There were not wanting either journalists or private persons to hint that the alarm shown by the Religious Orders at the demonstrations against Señor Maura was fictitious, and a renewal of the Catalonian riots would have suited their plans. It was said that the slightest hostile action on the part of the working classes would have been made the signal for a Carlist rising, and that numbers of priests and monks, as well as civilians of that party, were armed in readiness for such a contingency.
This was why the organisers of the demonstration so urgently appealed to their followers not to be provoked into recrimination by “persons subsidised by the other party, who would place themselves among the demonstrators with the intention of causing disturbances.” They thought it necessary to warn the public that what might seem the merest act of personal aggression on the part of an ordinary loafer might really be the initiation of an organised plan to raise a serious revolt. And they prayed their friends to bear in mind that persons committing such acts of aggression might be the secret agents of the Jesuits, and therefore on no account to be induced to retaliate. These appeals were issued in leaflets which were distributed by the thousand in all the towns where demonstrations were to be held, and no doubt contributed largely to the self-restraint and good conduct of the crowd everywhere.
If the organisers were justified in believing that the Jesuits wanted to create disturbances, the angry and exceedingly untruthful comments on these leaflets in the Ultramontane Press might be accounted for.
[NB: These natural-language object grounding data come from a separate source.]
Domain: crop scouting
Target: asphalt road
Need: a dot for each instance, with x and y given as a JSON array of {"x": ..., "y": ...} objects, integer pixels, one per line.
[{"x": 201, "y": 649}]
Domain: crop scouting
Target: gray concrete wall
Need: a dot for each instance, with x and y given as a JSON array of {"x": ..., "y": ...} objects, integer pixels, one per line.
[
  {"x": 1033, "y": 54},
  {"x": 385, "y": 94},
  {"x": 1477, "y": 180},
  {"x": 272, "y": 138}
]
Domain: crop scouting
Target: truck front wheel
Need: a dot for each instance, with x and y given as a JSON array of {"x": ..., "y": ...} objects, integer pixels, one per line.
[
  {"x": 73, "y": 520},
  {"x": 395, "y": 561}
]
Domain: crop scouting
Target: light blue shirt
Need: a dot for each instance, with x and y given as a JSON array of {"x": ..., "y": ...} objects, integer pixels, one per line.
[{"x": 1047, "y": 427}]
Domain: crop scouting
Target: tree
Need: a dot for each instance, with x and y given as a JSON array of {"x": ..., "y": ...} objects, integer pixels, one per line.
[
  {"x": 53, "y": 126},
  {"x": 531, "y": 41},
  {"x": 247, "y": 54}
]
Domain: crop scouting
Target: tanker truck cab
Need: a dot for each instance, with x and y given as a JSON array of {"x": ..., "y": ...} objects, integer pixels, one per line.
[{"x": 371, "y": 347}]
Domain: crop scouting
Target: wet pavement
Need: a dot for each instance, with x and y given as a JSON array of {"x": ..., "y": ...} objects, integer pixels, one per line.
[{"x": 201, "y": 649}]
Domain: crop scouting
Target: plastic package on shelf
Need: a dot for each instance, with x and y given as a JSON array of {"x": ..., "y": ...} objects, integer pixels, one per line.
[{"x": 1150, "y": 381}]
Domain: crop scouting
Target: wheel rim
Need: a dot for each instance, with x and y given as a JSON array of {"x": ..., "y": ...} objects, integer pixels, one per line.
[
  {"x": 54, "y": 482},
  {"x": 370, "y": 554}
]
They were described as deliberate incentives to the usual list of crimes—incendiarism, sacrilege, &c.—and “good Catholics” were ordered to destroy any that fell into their hands without reading the infamies uttered by the “anarchist canaille.” Naturally the description given by the Clericalists of their opponents’ circular only excited the curiosity of the “good Catholics.” The “good” working man read the paper with the added interest given by its prohibition, and finding nothing criminal in it, went with the rest to the meeting to hear what it was all about. It is quite likely that the Church’s anathema of the essentially constitutional leaflets issued in most of the industrial cities on the first two Sundays of November, 1909, resulted in making new converts to Liberalism among the small minority of working men who till then were still following the dictates of the priests.
BARCELONA AND THE LAY SCHOOLS
CHAPTER IX
BARCELONA AND THE LAY SCHOOLS
I have already referred to the popular belief that the riots in Barcelona in July, 1909, were deliberately instigated by the Jesuits and the Carlists acting in concert, the object of the Churchmen being primarily to provide an excuse for closing the lay schools established by Ferrer, the hope of the Pretender and his party being that the disturbances would spread and assume the proportions of a revolution, “on the waves” of which he hoped to ride to the throne.
As the course of events in Barcelona which culminated in the “Red Week” has not unnaturally perplexed foreign observers, it may be worth while, in the absence of any proof as to who was at the bottom of the trouble, to suggest a hypothesis which at any rate has the merit of giving a plausible explanation of the incidents.
Throughout the three years that Señor Maura was at the head of affairs, Barcelona had been in a state of continual unrest and anxiety. Bomb outrages were reported every two or three weeks with monotonous regularity, but strange to say, the explosions seldom or never took place in public buildings or in places where people congregate. Now and then some inoffensive passerby was killed or wounded, and once in a way an insignificant house would be damaged more or less seriously. But the total injuries inflicted by this long series of bombs were so few that the object of their authors must have been to terrorise rather than to kill. When the King and Queen went to Barcelona in the autumn of 1908, the inevitable bomb was let off—or was reported to have been let off—on the sea shore, where no one could possibly have been hurt by it.